Stypendia dla przyszłych lekarzy oraz sprawy związane z funkcjonowaniem kierunku lekarskiego to tematy spotkania marszałek Elżbiety Anny Polak ze studentami IV roku medycyny. Studenci medycyny właśnie odbywają zajęcia praktyczne w szpitalu w Gorzowie.
Podczas spotkania, w którym udział wzięli także dr hab. Katarzyna Brzeźniakiewicz-Janus oraz wiceprzewodniczący sejmiku Mirosław Marcinkiewicz studenci mówili o sprawach związanych z funkcjonowanie kierunku lekarskiego oraz systemem przyznawania stypendiów.
Studenci medycyny chcą związać swoją przyszłość z Lubuskiem
Podczas spotkania zapewniali, że duża ich większość chce związać swoją przyszłość z Lubuskiem. Pytali, czy możliwa jest zmiana kryteriów przyznawania stypendiów tak, aby pierwszeństwo mieli studenci Uniwersytetu Zielonogórskiego, którzy chcą się związać zawodowo z województwem lubuskim. Wyrazili obawę, że może być taka sytuacja, że zabraknie stypendiów dla kogoś, kto chce zostać w regionie, a ten który je dostanie poprzez szybką spłatę zwiąże się z innym regionem.
– Zależy nam na tym, żeby studenci medycyny zostali w regionie lubuskim. Staramy się tworzyć jak najlepsze warunki do studiowania i życia – mówiła marszałek Elżbieta Anna Polak. Zapewniła, że zarząd województwa przyjrzy się sprawie kryteriów przyznawania stypendiów.
Poinformowała także, że władze samorządowe rozważają zwiększenie puli środków na stypendia dla przyszłych medyków:
– Trzeba inwestować w ludzi, bo pandemia pokazała, że szpitale i sprzęt nie leczą. Jeżeli więc jest duże zainteresowanie stypendiami, trzeba zwiększyć pulę. Jeżeli studenci chcą pracować w Lubuskiem, to nie ma lepiej wydanych pieniędzy.

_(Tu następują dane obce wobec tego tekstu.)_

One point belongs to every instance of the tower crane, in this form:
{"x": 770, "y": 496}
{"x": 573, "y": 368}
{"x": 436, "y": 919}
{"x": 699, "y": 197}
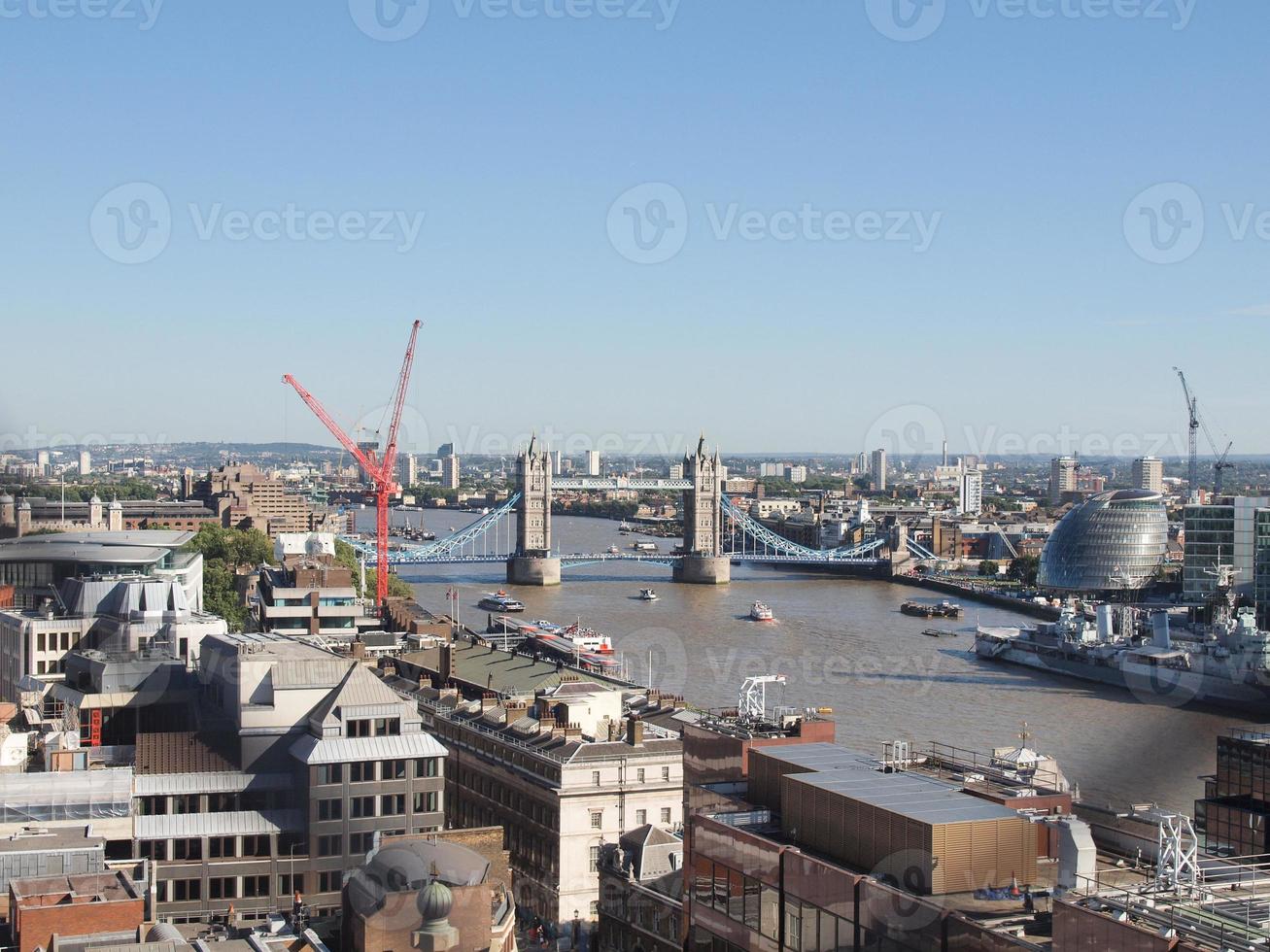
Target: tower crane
{"x": 380, "y": 470}
{"x": 1195, "y": 423}
{"x": 1191, "y": 437}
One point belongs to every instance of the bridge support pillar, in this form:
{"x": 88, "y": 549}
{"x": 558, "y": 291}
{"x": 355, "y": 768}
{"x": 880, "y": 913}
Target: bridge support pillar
{"x": 704, "y": 570}
{"x": 532, "y": 570}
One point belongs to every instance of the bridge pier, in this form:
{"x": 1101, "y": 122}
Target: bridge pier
{"x": 704, "y": 570}
{"x": 532, "y": 570}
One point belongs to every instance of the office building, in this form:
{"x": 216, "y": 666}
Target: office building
{"x": 971, "y": 493}
{"x": 245, "y": 497}
{"x": 52, "y": 911}
{"x": 563, "y": 761}
{"x": 450, "y": 471}
{"x": 408, "y": 471}
{"x": 1220, "y": 532}
{"x": 34, "y": 562}
{"x": 1149, "y": 472}
{"x": 877, "y": 470}
{"x": 1062, "y": 479}
{"x": 1112, "y": 542}
{"x": 641, "y": 891}
{"x": 301, "y": 762}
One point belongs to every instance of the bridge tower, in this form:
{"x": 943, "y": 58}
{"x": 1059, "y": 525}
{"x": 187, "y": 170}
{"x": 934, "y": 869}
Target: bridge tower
{"x": 532, "y": 562}
{"x": 704, "y": 561}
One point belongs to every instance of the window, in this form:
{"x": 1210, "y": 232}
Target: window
{"x": 220, "y": 847}
{"x": 223, "y": 888}
{"x": 256, "y": 845}
{"x": 392, "y": 803}
{"x": 330, "y": 845}
{"x": 187, "y": 890}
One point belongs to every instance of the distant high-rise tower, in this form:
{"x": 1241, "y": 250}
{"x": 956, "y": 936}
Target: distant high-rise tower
{"x": 1149, "y": 472}
{"x": 971, "y": 497}
{"x": 1062, "y": 477}
{"x": 450, "y": 471}
{"x": 877, "y": 468}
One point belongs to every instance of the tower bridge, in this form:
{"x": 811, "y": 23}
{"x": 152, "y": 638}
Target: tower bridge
{"x": 715, "y": 532}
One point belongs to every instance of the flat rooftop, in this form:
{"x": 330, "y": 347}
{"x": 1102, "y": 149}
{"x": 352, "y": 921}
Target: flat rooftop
{"x": 51, "y": 840}
{"x": 137, "y": 547}
{"x": 74, "y": 890}
{"x": 916, "y": 796}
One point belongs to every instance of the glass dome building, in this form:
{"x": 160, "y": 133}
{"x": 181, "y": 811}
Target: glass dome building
{"x": 1109, "y": 542}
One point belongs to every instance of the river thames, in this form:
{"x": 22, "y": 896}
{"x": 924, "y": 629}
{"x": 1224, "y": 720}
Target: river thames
{"x": 843, "y": 644}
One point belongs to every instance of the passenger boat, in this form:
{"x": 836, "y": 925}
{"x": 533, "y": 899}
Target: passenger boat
{"x": 944, "y": 609}
{"x": 760, "y": 612}
{"x": 500, "y": 602}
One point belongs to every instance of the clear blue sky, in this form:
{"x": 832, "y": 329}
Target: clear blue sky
{"x": 1025, "y": 137}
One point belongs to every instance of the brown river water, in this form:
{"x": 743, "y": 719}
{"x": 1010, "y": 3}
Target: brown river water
{"x": 843, "y": 644}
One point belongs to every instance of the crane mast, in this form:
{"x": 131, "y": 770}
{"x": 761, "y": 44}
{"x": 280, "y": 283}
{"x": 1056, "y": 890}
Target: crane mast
{"x": 379, "y": 468}
{"x": 1191, "y": 438}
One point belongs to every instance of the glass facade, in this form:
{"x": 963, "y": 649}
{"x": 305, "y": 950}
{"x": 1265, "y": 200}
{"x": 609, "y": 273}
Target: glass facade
{"x": 1112, "y": 541}
{"x": 1232, "y": 816}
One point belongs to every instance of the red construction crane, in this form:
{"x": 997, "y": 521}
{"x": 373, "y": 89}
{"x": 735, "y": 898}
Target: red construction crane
{"x": 381, "y": 470}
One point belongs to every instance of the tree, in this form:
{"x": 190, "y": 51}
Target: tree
{"x": 1024, "y": 570}
{"x": 223, "y": 551}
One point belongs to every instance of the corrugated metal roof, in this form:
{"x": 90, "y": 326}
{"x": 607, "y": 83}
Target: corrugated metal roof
{"x": 243, "y": 823}
{"x": 912, "y": 795}
{"x": 339, "y": 750}
{"x": 220, "y": 782}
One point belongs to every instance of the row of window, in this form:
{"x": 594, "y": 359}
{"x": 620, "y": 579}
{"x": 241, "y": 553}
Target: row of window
{"x": 597, "y": 818}
{"x": 640, "y": 776}
{"x": 368, "y": 770}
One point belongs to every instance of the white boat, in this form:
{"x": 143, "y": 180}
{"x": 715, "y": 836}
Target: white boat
{"x": 760, "y": 612}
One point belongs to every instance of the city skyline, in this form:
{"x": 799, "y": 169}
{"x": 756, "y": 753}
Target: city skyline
{"x": 1016, "y": 256}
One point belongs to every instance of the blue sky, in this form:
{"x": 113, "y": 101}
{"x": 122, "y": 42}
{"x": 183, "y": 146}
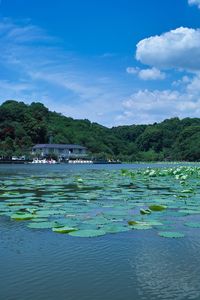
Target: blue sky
{"x": 112, "y": 62}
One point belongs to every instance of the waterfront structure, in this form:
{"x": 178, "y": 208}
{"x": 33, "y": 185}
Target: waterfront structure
{"x": 62, "y": 151}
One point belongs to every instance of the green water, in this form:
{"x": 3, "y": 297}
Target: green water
{"x": 118, "y": 248}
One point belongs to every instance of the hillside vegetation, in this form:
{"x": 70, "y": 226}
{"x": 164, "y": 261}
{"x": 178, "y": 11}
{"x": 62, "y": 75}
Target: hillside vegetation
{"x": 22, "y": 126}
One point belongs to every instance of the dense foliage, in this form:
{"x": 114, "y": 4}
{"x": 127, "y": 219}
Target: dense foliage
{"x": 22, "y": 126}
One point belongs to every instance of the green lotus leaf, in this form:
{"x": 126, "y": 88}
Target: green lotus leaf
{"x": 110, "y": 228}
{"x": 88, "y": 233}
{"x": 156, "y": 207}
{"x": 22, "y": 216}
{"x": 132, "y": 222}
{"x": 41, "y": 225}
{"x": 171, "y": 234}
{"x": 64, "y": 229}
{"x": 141, "y": 227}
{"x": 193, "y": 224}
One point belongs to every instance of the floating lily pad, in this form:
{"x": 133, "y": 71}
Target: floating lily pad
{"x": 156, "y": 207}
{"x": 41, "y": 225}
{"x": 193, "y": 224}
{"x": 88, "y": 233}
{"x": 172, "y": 234}
{"x": 22, "y": 216}
{"x": 64, "y": 229}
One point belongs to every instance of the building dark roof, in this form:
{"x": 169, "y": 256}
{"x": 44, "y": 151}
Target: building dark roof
{"x": 58, "y": 146}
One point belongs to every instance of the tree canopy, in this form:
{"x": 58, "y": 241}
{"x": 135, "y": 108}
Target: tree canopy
{"x": 22, "y": 126}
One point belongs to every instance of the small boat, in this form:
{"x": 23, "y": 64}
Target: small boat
{"x": 105, "y": 161}
{"x": 44, "y": 161}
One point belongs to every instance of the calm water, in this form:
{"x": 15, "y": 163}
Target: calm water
{"x": 41, "y": 265}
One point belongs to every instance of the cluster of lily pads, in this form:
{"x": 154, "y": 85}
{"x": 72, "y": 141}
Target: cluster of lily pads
{"x": 101, "y": 202}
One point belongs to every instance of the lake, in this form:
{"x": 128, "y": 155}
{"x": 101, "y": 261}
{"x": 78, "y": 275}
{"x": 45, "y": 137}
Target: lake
{"x": 124, "y": 262}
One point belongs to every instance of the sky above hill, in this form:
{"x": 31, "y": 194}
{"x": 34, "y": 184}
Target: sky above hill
{"x": 112, "y": 62}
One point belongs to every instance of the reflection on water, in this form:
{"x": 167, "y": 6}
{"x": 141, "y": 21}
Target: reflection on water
{"x": 40, "y": 265}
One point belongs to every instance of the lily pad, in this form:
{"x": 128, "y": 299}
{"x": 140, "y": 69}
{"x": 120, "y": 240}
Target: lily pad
{"x": 156, "y": 207}
{"x": 64, "y": 229}
{"x": 171, "y": 234}
{"x": 88, "y": 233}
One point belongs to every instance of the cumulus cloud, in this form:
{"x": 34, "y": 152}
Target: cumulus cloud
{"x": 132, "y": 70}
{"x": 179, "y": 48}
{"x": 146, "y": 106}
{"x": 194, "y": 2}
{"x": 151, "y": 74}
{"x": 146, "y": 74}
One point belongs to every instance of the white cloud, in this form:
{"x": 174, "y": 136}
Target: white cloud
{"x": 132, "y": 70}
{"x": 146, "y": 74}
{"x": 33, "y": 70}
{"x": 151, "y": 74}
{"x": 194, "y": 2}
{"x": 184, "y": 80}
{"x": 179, "y": 48}
{"x": 146, "y": 106}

Przyszli lekarze zwracali także uwagę na funkcjonowanie kierunku lekarskiego. Skarżyli się na małą liczbę zajęć praktycznych w związku z pandemią. Podkreślali, że zależy im na kształtowaniu praktycznych umiejętności, a Centrum Symulacji Medycznych ma ograniczoną dostępność.
Podczas spotkania zwrócili także uwagę na kwestię wysokości czesnego w kontekście kryzysu gospodarczego wywołanego pandemią. Uczelnie medyczne w związku z tym obniżają opłaty lub przenoszą studentów na studia stacjonarne. Uniwersytet Zielonogórski nie podjął takich działań.